The amphitheatre is located in an old limestone quarry, first quarried in 1834 by Henry Trigg. The limestone from the quarry was used for construction and lime-burning. In 1847 Trigg sold the landholdings to Walter Padbury, who continued the quarrying operations. At the height of the limestone kiln operations, more than 50 men worked at the site. The land was then sold to brothers Henry and Somers Birch in 1869, and then on to Joseph Perry in 1879. Perry kept the quarry and lime kilns working, with the last lime kiln being built in 1897. The quarrying ceased in 1906. In 1917 the land was sold to the Perth City Council.

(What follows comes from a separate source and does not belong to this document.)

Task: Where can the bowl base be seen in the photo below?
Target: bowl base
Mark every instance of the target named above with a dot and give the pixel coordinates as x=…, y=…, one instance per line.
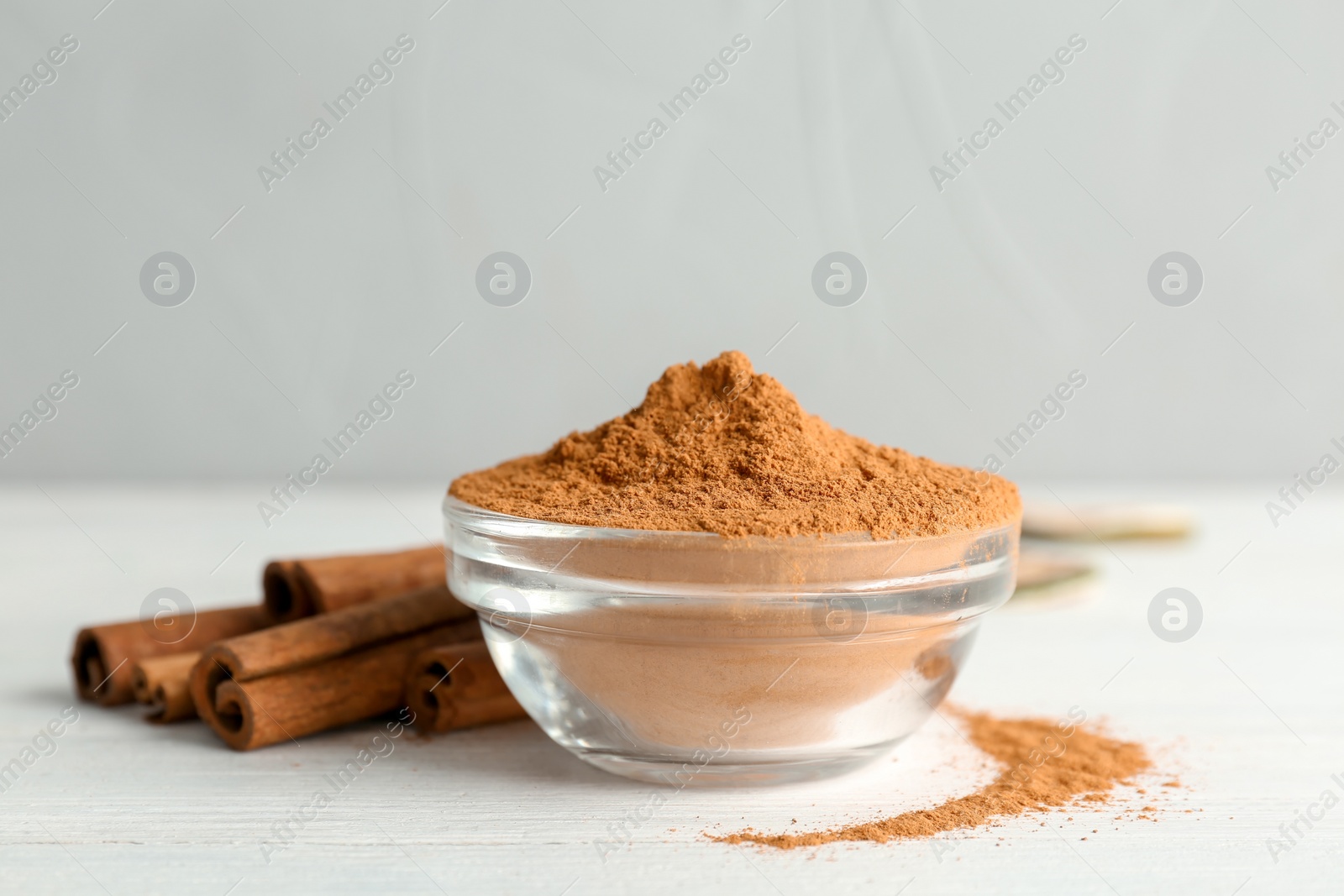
x=743, y=773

The concept of converting the quarry into an amphitheatre was conceived by Diana Waldron, the director of the Perth City Ballet Company, in the early 1980s. With funding support from the Commonwealth Government, Lotteries Commission and the former City of Perth, the vision finally became a reality and the Quarry Amphitheatre was officially opened on 9 November 1986. It is set in natural bushland and supports a capacity audience of . It is a licensed BYO facility. The venue is used extensively between October and May for a range of events from ballet to concerts and large weddings.